Order Concatenated field

I have a field which is a concatenation of single letters. I am trying to order these strings within a view. These values can't be hard coded as there are too many. Is someone able to provide some guidance on the function to use to achieve the desired output below?

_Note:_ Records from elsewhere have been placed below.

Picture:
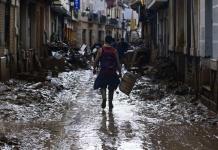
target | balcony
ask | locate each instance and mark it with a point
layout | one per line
(103, 19)
(60, 7)
(113, 23)
(135, 3)
(155, 3)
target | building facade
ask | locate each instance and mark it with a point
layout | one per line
(26, 27)
(185, 32)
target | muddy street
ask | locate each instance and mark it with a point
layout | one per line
(70, 118)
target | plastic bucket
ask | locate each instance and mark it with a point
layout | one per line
(127, 83)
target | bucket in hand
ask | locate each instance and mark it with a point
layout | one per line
(127, 83)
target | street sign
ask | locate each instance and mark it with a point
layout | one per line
(76, 4)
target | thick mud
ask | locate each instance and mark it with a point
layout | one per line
(65, 114)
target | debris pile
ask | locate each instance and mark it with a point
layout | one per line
(164, 69)
(9, 143)
(23, 100)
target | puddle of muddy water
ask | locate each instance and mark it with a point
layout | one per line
(73, 119)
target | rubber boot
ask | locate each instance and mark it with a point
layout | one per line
(103, 93)
(111, 94)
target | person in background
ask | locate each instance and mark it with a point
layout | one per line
(95, 48)
(114, 43)
(107, 77)
(122, 47)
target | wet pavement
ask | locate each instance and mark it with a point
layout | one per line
(70, 118)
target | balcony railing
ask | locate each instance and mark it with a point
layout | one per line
(155, 3)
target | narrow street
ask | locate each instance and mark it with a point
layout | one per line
(171, 122)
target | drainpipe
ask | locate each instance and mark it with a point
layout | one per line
(194, 47)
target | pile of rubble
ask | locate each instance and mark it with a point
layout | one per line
(64, 58)
(23, 101)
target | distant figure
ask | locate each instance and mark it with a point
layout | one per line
(95, 49)
(107, 77)
(114, 43)
(122, 47)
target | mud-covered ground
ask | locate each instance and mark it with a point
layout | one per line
(65, 114)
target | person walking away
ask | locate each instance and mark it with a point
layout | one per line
(94, 49)
(107, 77)
(122, 48)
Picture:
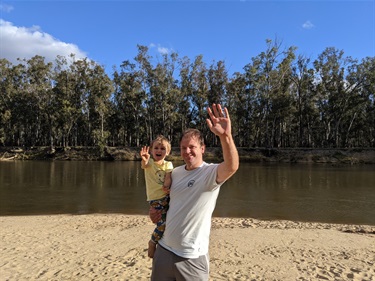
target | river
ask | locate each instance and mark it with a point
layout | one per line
(301, 192)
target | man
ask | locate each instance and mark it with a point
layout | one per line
(182, 253)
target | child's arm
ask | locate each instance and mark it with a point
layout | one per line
(145, 156)
(167, 182)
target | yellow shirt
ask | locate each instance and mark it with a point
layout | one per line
(154, 176)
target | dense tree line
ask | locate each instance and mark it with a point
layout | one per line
(280, 100)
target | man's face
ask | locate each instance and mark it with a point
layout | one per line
(191, 152)
(159, 151)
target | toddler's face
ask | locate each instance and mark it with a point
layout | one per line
(159, 151)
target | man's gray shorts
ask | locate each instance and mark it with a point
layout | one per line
(167, 266)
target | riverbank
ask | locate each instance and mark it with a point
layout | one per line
(286, 155)
(114, 247)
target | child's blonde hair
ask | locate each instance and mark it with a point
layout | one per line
(163, 140)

I am using MSSQL.
Current output
CustID | Code
123 | BCA
Desired output
CustID | Code
123 | ABC
I have tried using a UDF
CREATE FUNCTION [dbo].[Alphaorder] (#str VARCHAR(50))
returns VARCHAR(50)
BEGIN
DECLARE #len INT,
#cnt INT =1,
#str1 VARCHAR(50)='',
#output VARCHAR(50)=''
SELECT #len = Len(#str)
WHILE #cnt <= #len
BEGIN
SELECT #str1 += Substring(#str, #cnt, 1) + ','
SET #cnt+=1
END
SELECT #str1 = LEFT(#str1, Len(#str1) - 1)
SELECT #output += Sp_data
FROM (SELECT Split.a.value('.', 'VARCHAR(100)') Sp_data
FROM (SELECT Cast ('<M>' + Replace(#str1, ',', '</M><M>') + '</M>' AS XML) AS Data) AS A
CROSS APPLY Data.nodes ('/M') AS Split(a)) A
ORDER BY Sp_data
RETURN #output
END
This works when calling one field
ie.
Select CustID, dbo.alphaorder(Code)
from dbo.source
where custid = 123
however when i try to apply this to top(10) i receive the error
"Invalid length parameter passed to the LEFT or SUBSTRING function."

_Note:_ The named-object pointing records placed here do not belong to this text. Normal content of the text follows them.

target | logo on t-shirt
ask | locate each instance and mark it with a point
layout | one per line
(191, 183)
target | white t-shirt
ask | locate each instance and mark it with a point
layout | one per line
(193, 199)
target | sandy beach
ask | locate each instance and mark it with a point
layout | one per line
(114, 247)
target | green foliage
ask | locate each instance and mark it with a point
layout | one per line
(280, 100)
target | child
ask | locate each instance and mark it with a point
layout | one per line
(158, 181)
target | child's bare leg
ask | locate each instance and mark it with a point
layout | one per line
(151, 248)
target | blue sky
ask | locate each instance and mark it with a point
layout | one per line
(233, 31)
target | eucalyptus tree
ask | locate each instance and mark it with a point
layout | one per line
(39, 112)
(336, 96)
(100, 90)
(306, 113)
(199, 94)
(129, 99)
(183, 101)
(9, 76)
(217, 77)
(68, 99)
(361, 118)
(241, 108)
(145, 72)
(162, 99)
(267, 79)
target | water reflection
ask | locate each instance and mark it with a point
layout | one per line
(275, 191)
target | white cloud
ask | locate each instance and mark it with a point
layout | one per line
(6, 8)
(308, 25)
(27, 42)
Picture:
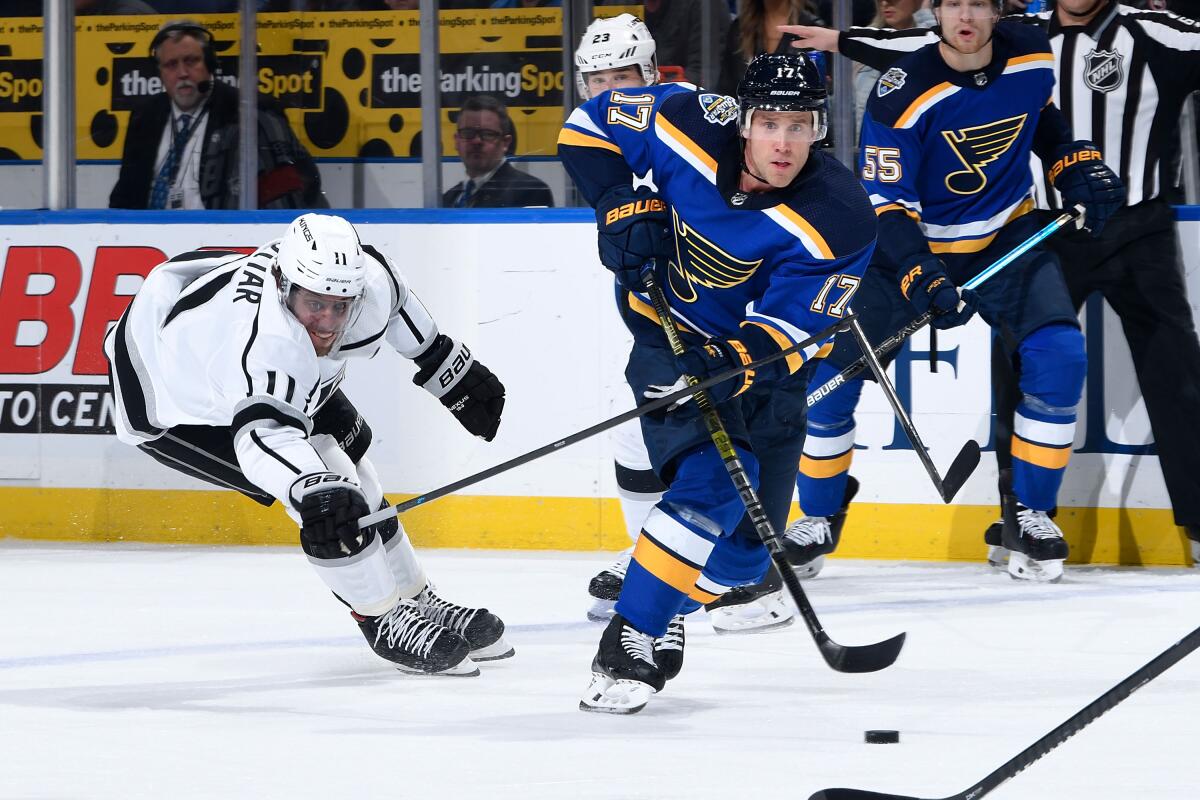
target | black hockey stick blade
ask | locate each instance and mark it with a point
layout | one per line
(862, 657)
(841, 657)
(1077, 722)
(960, 470)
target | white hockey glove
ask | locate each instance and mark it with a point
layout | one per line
(467, 388)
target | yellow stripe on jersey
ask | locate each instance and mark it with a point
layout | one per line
(895, 206)
(796, 360)
(1041, 455)
(573, 137)
(917, 106)
(816, 239)
(665, 565)
(826, 467)
(681, 138)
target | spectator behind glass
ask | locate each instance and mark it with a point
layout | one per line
(755, 31)
(678, 30)
(483, 138)
(181, 145)
(895, 14)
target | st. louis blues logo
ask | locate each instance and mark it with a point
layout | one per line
(1103, 70)
(719, 109)
(891, 80)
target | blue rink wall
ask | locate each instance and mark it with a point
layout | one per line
(525, 289)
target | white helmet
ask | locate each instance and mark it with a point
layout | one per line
(615, 42)
(322, 254)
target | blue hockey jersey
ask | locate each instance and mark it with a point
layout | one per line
(952, 149)
(784, 263)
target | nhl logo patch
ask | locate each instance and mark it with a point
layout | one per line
(718, 109)
(889, 82)
(1103, 70)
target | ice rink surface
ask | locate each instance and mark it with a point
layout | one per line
(179, 672)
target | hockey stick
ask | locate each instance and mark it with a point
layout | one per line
(1089, 714)
(870, 657)
(964, 463)
(659, 403)
(906, 332)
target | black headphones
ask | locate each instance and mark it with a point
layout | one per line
(193, 30)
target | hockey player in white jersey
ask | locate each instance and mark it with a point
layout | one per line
(226, 367)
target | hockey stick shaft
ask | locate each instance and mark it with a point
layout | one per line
(1080, 720)
(967, 458)
(840, 657)
(898, 338)
(659, 403)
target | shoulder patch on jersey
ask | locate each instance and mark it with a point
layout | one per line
(1103, 70)
(891, 80)
(719, 109)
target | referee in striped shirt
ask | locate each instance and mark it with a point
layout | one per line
(1123, 77)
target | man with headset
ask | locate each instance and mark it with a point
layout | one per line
(181, 145)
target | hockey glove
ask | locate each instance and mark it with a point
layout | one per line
(634, 232)
(927, 286)
(467, 388)
(330, 506)
(1084, 179)
(703, 361)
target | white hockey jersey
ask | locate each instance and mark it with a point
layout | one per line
(207, 341)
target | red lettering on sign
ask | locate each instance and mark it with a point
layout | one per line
(52, 308)
(105, 306)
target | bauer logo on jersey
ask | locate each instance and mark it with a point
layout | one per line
(719, 109)
(978, 146)
(699, 262)
(891, 80)
(1103, 70)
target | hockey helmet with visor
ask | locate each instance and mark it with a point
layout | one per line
(783, 82)
(322, 277)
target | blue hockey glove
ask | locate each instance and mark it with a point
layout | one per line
(1084, 179)
(634, 232)
(927, 286)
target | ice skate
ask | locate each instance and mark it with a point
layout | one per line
(483, 630)
(1036, 546)
(415, 644)
(751, 608)
(808, 540)
(605, 588)
(669, 649)
(624, 673)
(805, 543)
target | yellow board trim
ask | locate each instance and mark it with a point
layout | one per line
(893, 531)
(826, 467)
(665, 565)
(573, 137)
(1041, 455)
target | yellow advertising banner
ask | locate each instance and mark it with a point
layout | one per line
(349, 80)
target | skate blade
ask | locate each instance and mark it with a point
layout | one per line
(751, 618)
(465, 668)
(495, 651)
(609, 696)
(1023, 567)
(601, 611)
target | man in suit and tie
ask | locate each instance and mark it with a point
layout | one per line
(181, 145)
(483, 139)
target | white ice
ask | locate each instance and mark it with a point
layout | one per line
(180, 672)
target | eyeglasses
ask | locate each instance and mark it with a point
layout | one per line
(486, 134)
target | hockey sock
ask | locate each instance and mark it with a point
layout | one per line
(828, 446)
(1054, 366)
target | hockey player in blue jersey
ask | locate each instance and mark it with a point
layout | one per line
(946, 144)
(759, 241)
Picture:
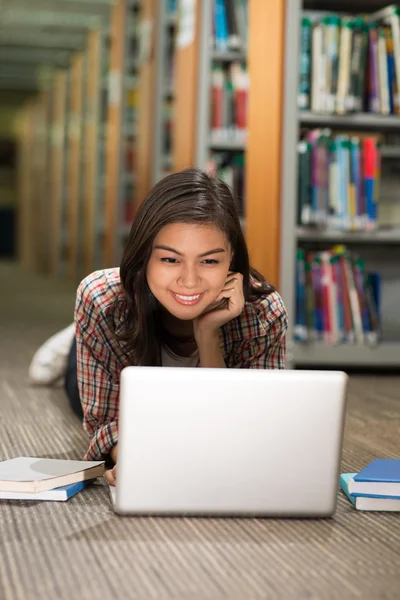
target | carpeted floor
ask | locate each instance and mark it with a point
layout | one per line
(81, 550)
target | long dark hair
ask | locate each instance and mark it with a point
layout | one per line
(189, 196)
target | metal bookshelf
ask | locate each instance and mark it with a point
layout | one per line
(346, 355)
(379, 236)
(386, 354)
(207, 55)
(166, 28)
(352, 121)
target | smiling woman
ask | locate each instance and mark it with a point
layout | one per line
(185, 295)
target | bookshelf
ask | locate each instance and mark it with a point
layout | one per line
(74, 164)
(378, 246)
(92, 150)
(57, 167)
(164, 89)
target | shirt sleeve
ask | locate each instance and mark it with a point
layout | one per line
(98, 375)
(267, 351)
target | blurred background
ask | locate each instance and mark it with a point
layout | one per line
(296, 104)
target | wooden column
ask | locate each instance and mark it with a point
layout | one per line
(263, 156)
(43, 114)
(57, 169)
(113, 133)
(74, 163)
(146, 103)
(185, 106)
(91, 141)
(25, 187)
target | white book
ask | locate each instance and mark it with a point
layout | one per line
(60, 494)
(33, 475)
(383, 75)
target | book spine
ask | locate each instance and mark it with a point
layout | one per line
(300, 329)
(234, 42)
(354, 301)
(304, 92)
(383, 73)
(220, 25)
(355, 65)
(344, 65)
(373, 73)
(316, 96)
(395, 25)
(310, 300)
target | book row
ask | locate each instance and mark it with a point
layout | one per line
(350, 64)
(337, 299)
(338, 180)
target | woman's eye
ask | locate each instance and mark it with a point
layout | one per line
(169, 260)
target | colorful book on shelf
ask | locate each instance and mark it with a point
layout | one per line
(339, 180)
(371, 502)
(381, 478)
(229, 92)
(33, 475)
(59, 494)
(335, 301)
(339, 54)
(304, 91)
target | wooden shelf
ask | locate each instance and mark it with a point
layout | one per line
(345, 355)
(228, 56)
(380, 236)
(352, 121)
(226, 144)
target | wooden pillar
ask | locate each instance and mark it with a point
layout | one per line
(43, 115)
(91, 141)
(146, 103)
(113, 133)
(57, 169)
(185, 105)
(25, 187)
(263, 156)
(74, 163)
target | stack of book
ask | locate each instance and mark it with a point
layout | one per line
(338, 180)
(375, 488)
(350, 63)
(229, 166)
(29, 478)
(229, 94)
(337, 301)
(230, 24)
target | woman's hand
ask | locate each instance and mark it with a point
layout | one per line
(226, 307)
(111, 475)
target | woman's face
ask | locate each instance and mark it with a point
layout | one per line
(188, 268)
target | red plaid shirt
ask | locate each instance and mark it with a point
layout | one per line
(254, 340)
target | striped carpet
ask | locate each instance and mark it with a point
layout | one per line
(81, 550)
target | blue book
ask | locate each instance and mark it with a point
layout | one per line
(363, 502)
(220, 25)
(381, 478)
(60, 494)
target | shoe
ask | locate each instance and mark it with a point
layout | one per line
(49, 363)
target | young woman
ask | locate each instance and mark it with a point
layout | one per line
(184, 295)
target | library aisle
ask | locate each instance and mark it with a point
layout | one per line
(61, 548)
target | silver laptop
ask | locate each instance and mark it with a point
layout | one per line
(229, 442)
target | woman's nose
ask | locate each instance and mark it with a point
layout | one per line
(188, 277)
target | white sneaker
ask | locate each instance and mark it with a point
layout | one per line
(49, 364)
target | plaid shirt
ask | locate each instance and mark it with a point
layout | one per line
(254, 340)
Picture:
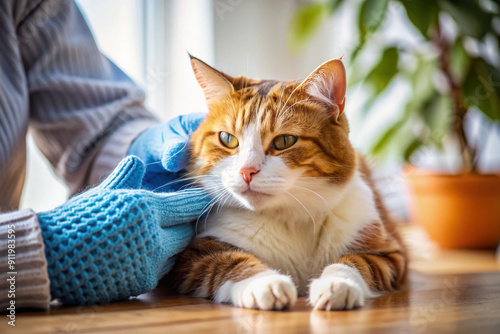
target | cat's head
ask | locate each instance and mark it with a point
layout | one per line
(265, 143)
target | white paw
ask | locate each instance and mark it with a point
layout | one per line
(335, 293)
(264, 291)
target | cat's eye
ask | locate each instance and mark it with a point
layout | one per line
(284, 141)
(228, 140)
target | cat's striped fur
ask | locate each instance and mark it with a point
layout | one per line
(312, 222)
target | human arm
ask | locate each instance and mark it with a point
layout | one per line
(84, 111)
(111, 242)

Keeping in mind my source has ~4million records, is this still the best solution?
Unfortunately i am not able to normalize the data into a separate table with records for each Code.
This doesn't rely on a id column to join with itself, performance is almost as fast
as the answer by #Shnugo:
SELECT
CustID,
(
SELECT
chr
FROM
(SELECT TOP(LEN(Code))
SUBSTRING(Code,ROW_NUMBER() OVER(ORDER BY (SELECT NULL)),1)
FROM sys.messages) A(Chr)
ORDER by chr
FOR XML PATH(''), type).value('.', 'varchar(max)'
) As CODE
FROM
source t
First of all: Avoid loops...
You can try this:
DECLARE #tbl TABLE(ID INT IDENTITY, YourString VARCHAR(100));
INSERT INTO #tbl VALUES ('ABC')
,('JSKEzXO')
,('QKEvYUJMKRC');
--the cte will create a list of all your strings separated in single characters.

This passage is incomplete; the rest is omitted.